Synovus Financial in Columbus, Ga., rode strong demand for both commercial and consumer loans to double-digit profit growth in the first quarter.
The $30.7 billion-asset company said late Monday that net income in the quarter that ended March 31 increased nearly 39% year over year, to $69.3 million. Earnings per share increased 44% to 56 cents, beating by a nickel the estimates of analysts polled by FactSet Research Systems.
Also late Monday, Synovus announced that it is buying certain assets and liabilities of the banking unit of the retailer Cabela’s in a three-way transaction that also involves Capital One Financial.
In a deal that had been previously reported, Synovus agreed to buy the deposits and credit card assets of World's Foremost Bank and then immediately sell the card assets to Capital One while retaining roughly $1.2 billion of brokered time deposits. Synovus said it would receive $75 million as compensation from Capital One and Cabela’s, which is being sold to rival retailer Bass Pro Shops.

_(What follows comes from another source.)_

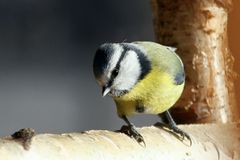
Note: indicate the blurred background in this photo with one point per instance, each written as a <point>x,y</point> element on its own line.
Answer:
<point>46,53</point>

In a news release, Synovus Chairman and CEO Kessel D. Stelling said that the deal would provide Synovus with additional liquidity to support organic growth, as well as incremental capital that can help accelerate progress in achieving efficiency and return on equity targets. The deal is expected to close in the third quarter, pending regulatory approval and the completion of the Cabela’s merger with Bass Pro Shops.
At March 31, Synovus reported total loans of nearly $24.3 billion, an increase of 6.6% from the first quarter of 2016. Commercial and industrial loans climbed nearly 9% year over while consumer loans increased 16.5%, more than offsetting a 2% drop in commercial real estate loans. The loan growth, combined with a modest increase in interest rates, boosted net interest income by 10% year over year, to almost $240 million.
Noninterest income increased 4% year over year, to $66 million, due in part to higher fees from mortgage banking and fiduciary and asset management activity.